Inside Wilderness Lodge’s Grand Villas
Wilderness Lodge’s largest and most expensive rooms are its 3-Bedroom Grand Villas, which sleep 12 guests and range in price from ~$2,500 to $4,500 per night. In this Walt Disney World resort tour, we’ll share photos & video, take a look at the good & bad, and thoughts on attention to detail and thematic integrity.
It’s no secret that I’m a huge fan of Wilderness Lodge. It’s my personal favorite resort, WDW’s best spot at Christmas, our #2 pick for Disney Vacation Club properties, home to the top Club Level–the list of “accolades” Wilderness Lodge has received from this blog goes on and on. However, you’ve either probably already read our effusive praise or don’t care, so I’ll simply drop a link to our Ultimate Guide to Disney’s Wilderness Lodge for further reading.
Last year, we had the chance to briefly tour the resort’s Yosemite Suite, which is essentially my dream hotel room at Walt Disney World. We’ve also had the chance to stay in the Cascade Cabins at Wilderness Lodge, which are surprisingly nice. So when some friends let us crash their reservation and check out their room a few hours before they’d fly into Orlando, we took advantage of the opportunity to spend a few hours in the Grand Villa…
Before we get to the Copper Creek Grand Villa tour and review, let’s briefly tackle the backstory, timeline, and resort layout as that can be a bit confusing. Wilderness Lodge is actually three distinct resorts: the main and original building that’s inspired by U.S. National Park Lodges welcoming train travelers in the 1900s; Boulder Ridge Villas, the standalone DVC wing that draws inspiration from the rustic communities along the railroad in the 1800s; and Copper Creek Villas & Cabins, which reflect the lifestyle of the Pacific Northwest today.

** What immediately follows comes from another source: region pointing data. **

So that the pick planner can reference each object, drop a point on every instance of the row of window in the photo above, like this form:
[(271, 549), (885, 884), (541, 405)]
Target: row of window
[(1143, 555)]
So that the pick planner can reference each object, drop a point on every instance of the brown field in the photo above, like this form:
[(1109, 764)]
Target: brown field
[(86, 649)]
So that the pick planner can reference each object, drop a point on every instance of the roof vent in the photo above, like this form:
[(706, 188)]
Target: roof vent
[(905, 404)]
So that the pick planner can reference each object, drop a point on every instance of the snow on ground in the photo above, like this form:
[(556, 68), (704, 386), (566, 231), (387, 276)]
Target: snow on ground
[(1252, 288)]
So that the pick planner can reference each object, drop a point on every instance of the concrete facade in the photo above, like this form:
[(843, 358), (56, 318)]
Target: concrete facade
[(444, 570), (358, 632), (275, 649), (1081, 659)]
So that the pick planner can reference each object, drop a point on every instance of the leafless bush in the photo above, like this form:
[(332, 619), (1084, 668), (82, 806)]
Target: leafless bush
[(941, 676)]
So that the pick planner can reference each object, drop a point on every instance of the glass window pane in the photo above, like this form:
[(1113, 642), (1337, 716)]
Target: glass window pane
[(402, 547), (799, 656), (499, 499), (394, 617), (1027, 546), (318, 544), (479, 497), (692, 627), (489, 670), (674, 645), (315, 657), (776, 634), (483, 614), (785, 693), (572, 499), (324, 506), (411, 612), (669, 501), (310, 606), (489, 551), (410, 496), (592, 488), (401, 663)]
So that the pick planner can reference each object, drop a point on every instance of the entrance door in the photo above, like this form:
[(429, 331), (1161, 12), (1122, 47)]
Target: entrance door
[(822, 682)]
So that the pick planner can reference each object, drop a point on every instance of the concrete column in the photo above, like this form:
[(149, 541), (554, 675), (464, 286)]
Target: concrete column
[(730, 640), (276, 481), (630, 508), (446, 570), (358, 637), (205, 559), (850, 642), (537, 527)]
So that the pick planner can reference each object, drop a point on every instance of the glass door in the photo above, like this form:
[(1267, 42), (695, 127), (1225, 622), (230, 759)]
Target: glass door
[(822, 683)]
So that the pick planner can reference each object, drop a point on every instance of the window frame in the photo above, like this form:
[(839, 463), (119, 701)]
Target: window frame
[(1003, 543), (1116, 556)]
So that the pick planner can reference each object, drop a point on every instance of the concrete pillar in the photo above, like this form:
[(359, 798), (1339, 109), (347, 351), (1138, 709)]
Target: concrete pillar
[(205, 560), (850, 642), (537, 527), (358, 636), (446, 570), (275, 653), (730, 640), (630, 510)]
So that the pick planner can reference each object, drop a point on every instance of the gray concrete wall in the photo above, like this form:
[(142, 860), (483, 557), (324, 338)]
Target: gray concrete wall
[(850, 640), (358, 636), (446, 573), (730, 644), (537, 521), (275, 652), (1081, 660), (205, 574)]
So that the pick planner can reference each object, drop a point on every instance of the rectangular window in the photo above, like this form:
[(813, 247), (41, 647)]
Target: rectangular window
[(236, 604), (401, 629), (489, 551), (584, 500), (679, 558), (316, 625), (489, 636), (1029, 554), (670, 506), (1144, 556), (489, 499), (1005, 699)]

As the backstory goes, Disney’s Wilderness Lodge was home to the early settlers heading westward on the railroad. Copper Creek Villas & Cabins is inspired by the resourcefulness of those Westerners who turned remnants of an abandoned railroad into contemporary communities. Where this gets a bit muddied is in the fact that Copper Creek Villas was not a pure expansion–the resort also encompasses repurposed rooms that were previously part of the main Wilderness Lodge building’s hotel inventory.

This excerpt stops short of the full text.